Figure 5 shows the "basic behavior" of Forrester's model as replicated in the Apple version of Micro-Dynamo. The model has fallen into some disrepute because of Forrester's generous assumptions, but that need not concern us here. In Figure 5, the NR curve is natural resources; the P curve is population; the QL curve is quality of life; and the POLR curve is pollution. Figure 5 presents the most powerful characteristic of Micro-Dynamo, its ability to display output with color graphics in easy-to-understand formats.
Dynamo is not a new simulation language; it dates back to 1958 and is in common use on mainframes. Those familiar with the mainframe version will see the similarity of the microcomputer version. The authors indicate that no special training in mathematics is necessary to use Dynamo, unlike the background required for EZQ. A knowledge of high school algebra is deemed sufficient for using the software. No knowledge of programming is necessary either, because Dynamo places the equations in proper order for processing.

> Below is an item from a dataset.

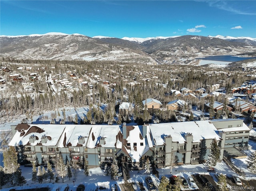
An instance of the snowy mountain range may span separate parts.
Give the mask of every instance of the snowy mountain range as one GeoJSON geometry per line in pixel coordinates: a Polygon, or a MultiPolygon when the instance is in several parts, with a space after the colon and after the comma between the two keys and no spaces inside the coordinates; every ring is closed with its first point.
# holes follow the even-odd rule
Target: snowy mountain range
{"type": "Polygon", "coordinates": [[[249,37],[174,36],[129,38],[49,33],[0,36],[0,56],[23,59],[112,61],[152,63],[188,57],[256,52],[256,39],[249,37]]]}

Addison-Wesley Publishing, which produces Micro-Dynamo, also publishes a college textbook titled Computer Simulation which uses extensive examples, which can be programmed in Dynamo. The book is a good bet for those interested in dynamic simulations (note that the book does not treat Monte Carlo type simulations).

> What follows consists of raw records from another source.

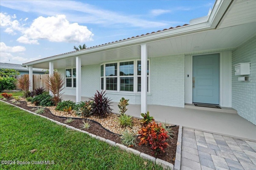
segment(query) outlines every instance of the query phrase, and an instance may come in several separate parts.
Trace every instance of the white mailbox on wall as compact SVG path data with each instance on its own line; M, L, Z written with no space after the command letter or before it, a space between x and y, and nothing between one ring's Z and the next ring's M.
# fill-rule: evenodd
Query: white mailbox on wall
M250 63L244 63L234 65L235 66L235 75L250 74Z

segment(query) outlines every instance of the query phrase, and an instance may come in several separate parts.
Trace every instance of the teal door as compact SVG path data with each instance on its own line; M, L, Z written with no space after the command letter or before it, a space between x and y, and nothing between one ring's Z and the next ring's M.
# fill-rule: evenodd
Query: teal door
M193 56L193 103L219 104L219 55Z

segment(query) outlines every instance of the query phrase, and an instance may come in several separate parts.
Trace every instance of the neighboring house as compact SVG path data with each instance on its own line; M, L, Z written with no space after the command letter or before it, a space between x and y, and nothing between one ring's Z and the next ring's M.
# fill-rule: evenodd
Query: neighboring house
M0 63L0 69L13 69L19 71L20 74L28 74L29 73L29 70L26 67L22 67L21 64L11 64ZM42 74L45 72L45 70L41 69L33 68L33 74Z
M207 103L232 107L256 124L255 9L255 1L217 0L208 15L189 24L22 66L50 74L57 69L65 94L77 102L104 90L113 101L123 97L140 105L141 113L148 105Z

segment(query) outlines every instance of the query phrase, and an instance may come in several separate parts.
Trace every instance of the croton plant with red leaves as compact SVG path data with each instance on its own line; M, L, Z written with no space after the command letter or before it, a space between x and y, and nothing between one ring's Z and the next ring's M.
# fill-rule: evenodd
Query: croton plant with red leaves
M169 138L168 132L162 126L155 122L149 123L142 127L138 133L140 139L139 145L148 144L153 150L152 154L156 155L161 151L164 152L168 146L166 140Z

While most microcomputer users would not consider an integrated package to be a specialized simulation language, it is possible to perform Monte Carlo type simulations with some packages. A good choice for such a use would be SuperCalc3 for the IBM PC or SuperCalc3a for the Apple IIe enhanced with 128K.
The SuperCalc software from Sorcim/IUS includes a random function similar to that found in Basic. This allows a user to set up a spreadsheet calling random numbers as any point to replicate any probability distribution. Since many microcomputer users are more at home with spreadsheets than with any of the programming languages, this could be a definite advantage in setting up simulations.
SuperCalc also has the ability to graph output from a spreadsheet, so graphic output from a simulation is relatively simple using the SuperCalc software. The SuperCalc3 packages includes such a simulation as a demonstration template. Their demonstration is actually a blackjack game. A look at the formulas in the template will reveal the use of the random function to generate outcomes. The only bounds to using SuperCalc for simulation of discrete events is your own imagination.